# OLD bamboo flyrod question



## ltsheets (Mar 31, 2009)

So I just found this at my grandmother's house and was curious if anyone had ever seen anything like it before. It is 4 pieces, bamboo with a cork handle, and the guides are solid rings that swing freely in a D ring. It comes with a custom holder as you see in the pictures. Thoughts?


----------



## Five Prongs Of Fury (Apr 15, 2008)

Its old for sure, at the minimum, 50 years. Does it have any marking on the case or rod?


----------



## H2OMARK (Oct 2, 2007)

Got one just like it, right down to the rod holder. Have it stored in a gun safe. Very valuble piece so you'll want to take care of it


----------



## ltsheets (Mar 31, 2009)

I haven't been able to find any markings but I thinking its missing a metal cap off the butt of the rod. I'm betting that's where the marking was.


----------



## ltsheets (Mar 31, 2009)

H2O...does yours have the free swinging guides too?? What can you tell me about it?


----------



## H2OMARK (Oct 2, 2007)

Yes, but I'm in the same boat as you, I googled it and found this link but other this, I had no clue as to the why on the guides. Mine is a 3 section, octagonal (may be six sided, I can't really remember right now without looking at it) rod with swinging eyes and metal reel seat, couplers and cap. I have been told not to use any type of pledge or polish on it b/c of drying the inside of the bamboo out.

http://rodbuilding.org/read.php?2,153119,153140


----------



## Billybob+ (Jul 12, 2011)

I collect many of those old bamboo rods. I have several of them. typically the mark would be a label just above the reel seat. Often they came with two tips and some of the Japanese made ones would have a reversible reel seat that you could use it three piece as a flyrod or turn around the reel seat and use it two piece as a spinning rod. The thread was typically silk and many of them would develop curves from improper storage or use.

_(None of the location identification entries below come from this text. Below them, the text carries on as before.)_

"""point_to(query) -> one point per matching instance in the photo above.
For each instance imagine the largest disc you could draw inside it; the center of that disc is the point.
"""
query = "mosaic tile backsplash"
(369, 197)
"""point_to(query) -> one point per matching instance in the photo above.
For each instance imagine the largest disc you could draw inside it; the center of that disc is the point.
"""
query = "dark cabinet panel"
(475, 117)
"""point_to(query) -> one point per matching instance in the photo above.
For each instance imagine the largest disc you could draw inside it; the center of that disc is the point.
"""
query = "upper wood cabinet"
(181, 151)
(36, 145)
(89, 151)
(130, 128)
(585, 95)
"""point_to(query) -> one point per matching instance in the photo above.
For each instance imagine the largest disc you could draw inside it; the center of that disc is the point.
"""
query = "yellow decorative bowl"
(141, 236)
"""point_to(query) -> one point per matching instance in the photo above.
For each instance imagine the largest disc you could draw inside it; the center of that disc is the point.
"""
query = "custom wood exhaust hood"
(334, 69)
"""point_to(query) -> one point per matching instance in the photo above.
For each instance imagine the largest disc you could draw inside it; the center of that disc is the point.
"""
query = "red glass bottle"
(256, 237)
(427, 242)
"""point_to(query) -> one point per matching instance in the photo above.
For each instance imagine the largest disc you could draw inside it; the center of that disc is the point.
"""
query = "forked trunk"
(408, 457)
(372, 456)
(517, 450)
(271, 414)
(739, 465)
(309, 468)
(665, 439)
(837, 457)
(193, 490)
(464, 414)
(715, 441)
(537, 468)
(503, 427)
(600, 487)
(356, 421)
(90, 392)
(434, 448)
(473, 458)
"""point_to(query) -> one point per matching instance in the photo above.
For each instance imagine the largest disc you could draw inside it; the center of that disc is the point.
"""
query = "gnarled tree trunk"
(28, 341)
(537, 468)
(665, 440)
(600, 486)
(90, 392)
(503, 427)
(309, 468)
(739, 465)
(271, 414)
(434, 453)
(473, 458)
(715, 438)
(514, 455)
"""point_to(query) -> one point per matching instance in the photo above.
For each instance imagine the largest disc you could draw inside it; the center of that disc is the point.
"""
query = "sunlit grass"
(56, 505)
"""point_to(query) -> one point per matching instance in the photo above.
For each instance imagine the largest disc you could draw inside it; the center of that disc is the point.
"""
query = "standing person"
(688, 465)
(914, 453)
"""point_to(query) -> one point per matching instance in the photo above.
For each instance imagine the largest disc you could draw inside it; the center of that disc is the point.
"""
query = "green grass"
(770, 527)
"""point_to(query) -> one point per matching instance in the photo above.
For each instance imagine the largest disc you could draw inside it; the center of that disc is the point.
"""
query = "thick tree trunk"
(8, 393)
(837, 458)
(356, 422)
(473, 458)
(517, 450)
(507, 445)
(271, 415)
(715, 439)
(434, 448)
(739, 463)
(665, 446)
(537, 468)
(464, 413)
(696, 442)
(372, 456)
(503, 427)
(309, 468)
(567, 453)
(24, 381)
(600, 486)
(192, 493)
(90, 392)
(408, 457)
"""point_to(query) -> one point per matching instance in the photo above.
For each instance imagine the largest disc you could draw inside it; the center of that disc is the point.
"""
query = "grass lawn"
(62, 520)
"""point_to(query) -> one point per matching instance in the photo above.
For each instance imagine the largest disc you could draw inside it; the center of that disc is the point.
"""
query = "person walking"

as for the value it varies GREATLY with the maker. I have some similar to yours that I've picked up for as little as $20 on ebay and I've seen some WITH THE RIGHT MAKER'S MARK go for into the thousands! ebat "split bamboo rod" and you'll get a ga-gillion hits to see for yourself


----------



## off route II (Sep 28, 2007)

Want to sell it by any chance.


----------